Activity 3-2

November 5, 2015

Task 1: re.search

If you want to know whether or not a text contains a particular regular expression, you can use re.search(regex, text). The re.search function takes two arguments: regex, a string representing a regular expression (e.g. "[a-z]" or "\w+"), and text, a string representing the text you wish to search (e.g. "The quick brown fox jumps over the lazy dog."). You can use re.search to find words or patterns like this:

match = re.search("[0-9]", "This sentence contains zero digits.")
if match:
  print("Found a digit!")
else:
  print("No digits found.")   # the text contained no digits, so this will be printed
    

As you can see in the example above, re.search evaluates to True if the regular expression is found in the text, and False otherwise. Open ACT3-2.py and use re.search to determine if the following patterns can be found in exampleText:

  1. The word "kitten"
  2. Any digits at all
  3. A phone number in the form ###-#### (Hint: "\d" matches a single digit)

Task 2: re.match

There might be situations where you'll want to check if a certain string matches a regular expression. For instance, the regular expression "d\w+" would match any word starting with "d". The re.match function works similarly to re.search, but with a slight different meaning. The re.match function takes two arguments: pattern, a string representing a regular expression, and string, a string to check for adherence to the regular expression. The re.match function returns True only if the beginning of the string matches the pattern. In other words, you are not looking for occurrences of a pattern inside a string, you are checking whether the string (or an initial prefix of the string) matches the pattern. If it does, the result will evaluate to True, otherwise it will evaluate to False. Here's an example of re.match:

import re

match = re.match("d\w+", "potato donut")
if match:
  print("'potato donut' starts with the letter 'd'!?!")
else:
  print("'potato donut' does not start with 'd'!")  # correct answer
    

Try out re.match in the provided Python file. Check each string in myList to see if it rhymes with "ping pong." There are more detailed instructions in the Python file.

Task 3: Using Groups

So far we've been treating the output of re.search and re.match as a boolean value, True or False. Actually, the output is a bit more useful than a boolean, and it's technically called a MatchObject. There are certain functions you can call on a MatchObject.
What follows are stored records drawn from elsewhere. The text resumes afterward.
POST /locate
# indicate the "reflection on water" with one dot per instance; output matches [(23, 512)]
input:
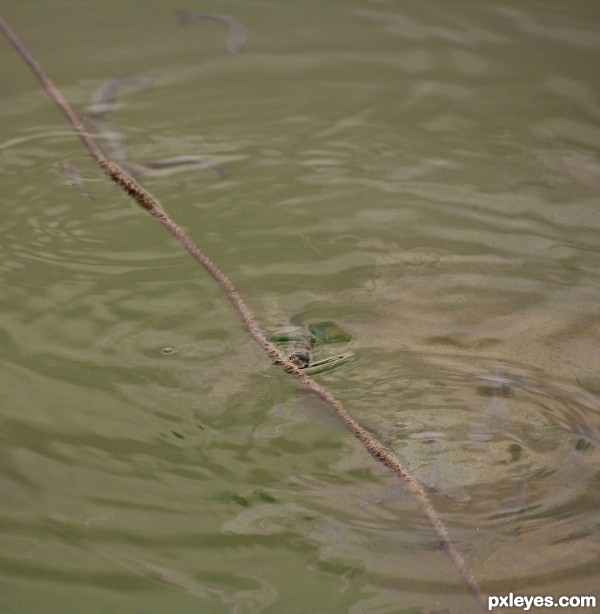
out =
[(425, 178)]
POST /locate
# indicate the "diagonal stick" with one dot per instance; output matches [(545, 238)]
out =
[(378, 451)]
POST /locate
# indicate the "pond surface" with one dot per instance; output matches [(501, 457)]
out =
[(424, 176)]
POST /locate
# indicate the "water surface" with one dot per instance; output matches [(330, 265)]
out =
[(425, 177)]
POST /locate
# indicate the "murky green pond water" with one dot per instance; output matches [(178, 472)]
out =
[(425, 176)]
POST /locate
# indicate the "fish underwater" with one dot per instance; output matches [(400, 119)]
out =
[(237, 35)]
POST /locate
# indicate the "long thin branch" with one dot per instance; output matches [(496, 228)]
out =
[(379, 452)]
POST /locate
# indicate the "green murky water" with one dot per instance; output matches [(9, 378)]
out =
[(426, 177)]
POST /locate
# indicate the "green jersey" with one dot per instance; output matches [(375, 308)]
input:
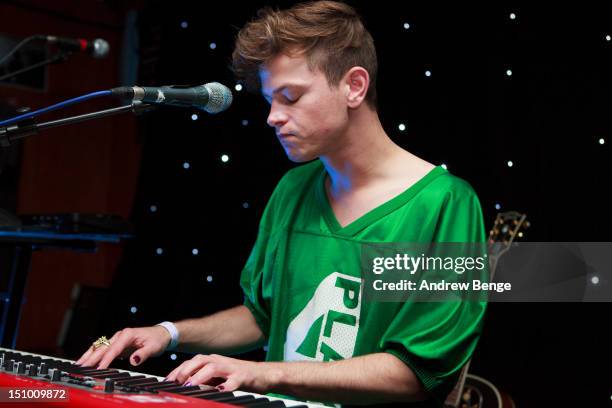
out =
[(303, 282)]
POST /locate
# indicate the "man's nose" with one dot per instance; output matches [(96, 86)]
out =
[(276, 118)]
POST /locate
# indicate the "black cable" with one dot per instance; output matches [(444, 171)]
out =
[(18, 46)]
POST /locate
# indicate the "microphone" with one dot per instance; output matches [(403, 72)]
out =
[(212, 97), (98, 48)]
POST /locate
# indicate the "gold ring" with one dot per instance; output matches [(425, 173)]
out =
[(102, 341)]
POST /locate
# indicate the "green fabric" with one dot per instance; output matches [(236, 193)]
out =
[(302, 280)]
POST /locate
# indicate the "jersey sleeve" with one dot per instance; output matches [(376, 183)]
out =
[(436, 339), (255, 279), (253, 285)]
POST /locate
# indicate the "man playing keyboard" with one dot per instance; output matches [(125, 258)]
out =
[(316, 66)]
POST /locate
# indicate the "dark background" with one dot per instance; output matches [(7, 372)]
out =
[(547, 118)]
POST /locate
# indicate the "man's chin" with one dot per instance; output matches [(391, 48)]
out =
[(299, 157)]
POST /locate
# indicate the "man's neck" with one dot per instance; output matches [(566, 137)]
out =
[(366, 154)]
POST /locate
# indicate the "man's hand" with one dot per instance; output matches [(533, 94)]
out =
[(212, 368), (138, 343)]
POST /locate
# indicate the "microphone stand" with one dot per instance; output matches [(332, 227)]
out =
[(28, 127)]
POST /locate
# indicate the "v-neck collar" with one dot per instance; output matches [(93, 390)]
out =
[(374, 214)]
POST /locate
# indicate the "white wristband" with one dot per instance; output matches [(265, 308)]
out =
[(173, 334)]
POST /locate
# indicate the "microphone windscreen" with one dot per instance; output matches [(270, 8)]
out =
[(219, 97), (100, 48)]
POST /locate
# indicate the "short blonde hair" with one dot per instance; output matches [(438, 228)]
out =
[(330, 34)]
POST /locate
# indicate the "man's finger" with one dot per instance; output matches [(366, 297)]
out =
[(204, 375), (231, 384), (120, 343)]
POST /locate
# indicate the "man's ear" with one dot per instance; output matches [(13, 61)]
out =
[(356, 83)]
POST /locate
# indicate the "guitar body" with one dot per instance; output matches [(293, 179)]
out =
[(480, 393)]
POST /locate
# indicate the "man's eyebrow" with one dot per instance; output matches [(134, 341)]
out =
[(285, 86)]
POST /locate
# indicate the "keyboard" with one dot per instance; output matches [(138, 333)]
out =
[(55, 382)]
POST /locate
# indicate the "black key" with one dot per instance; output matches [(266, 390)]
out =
[(253, 401), (200, 392), (118, 376), (268, 404), (182, 390), (233, 400), (133, 377), (138, 381), (212, 396), (161, 384)]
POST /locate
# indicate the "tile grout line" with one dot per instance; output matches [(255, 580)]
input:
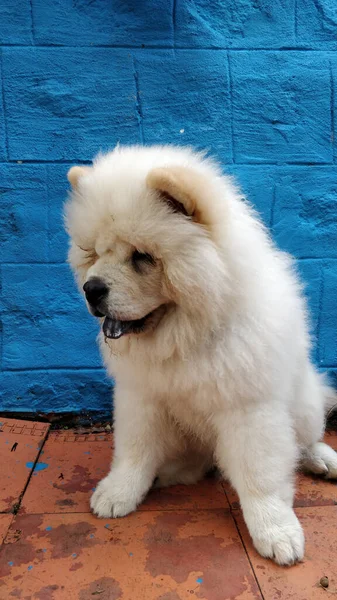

The function which will probably be most useful for this course is the group function. For group to be particularly useful, you'll need to organize your regular expression into "groups". This is done with parentheses, like this: "(d\w+)\s(d\w+)". That previous regular expression has two groups (and each group must individually match as usual) separated by a whitespace character. Modify your code for Task 2 so that your regular expression has two groups (i.e. one group for each word). Now, print out each match's groups like this:

import re

match = re.match(regex, string)
if match:
  print('Whole match: ', match.group(0))
  print('First sub-match: ', match.group(1))
  print('Second sub-match: ', match.group(2))
    

Task 4: re.finditer

What if you wanted to find all the matches in a particular string? The function re.finditer is exactly what you need. It takes the same arguments as re.search and re.match and returns all the matches in the string. Here's an example of how to use re.finditer to find all the words beginning with "qu":

import re

sentence = "I quickly ate my quiche."
matches = re.finditer("qu\w+", sentence)
for match in matches:
    print(sentence[match.start():match.end()])
          

Notice the start and end functions we call on the resulting MatchObject to find the position of the match in the original string. These functions return the position of the first and last characters in the match.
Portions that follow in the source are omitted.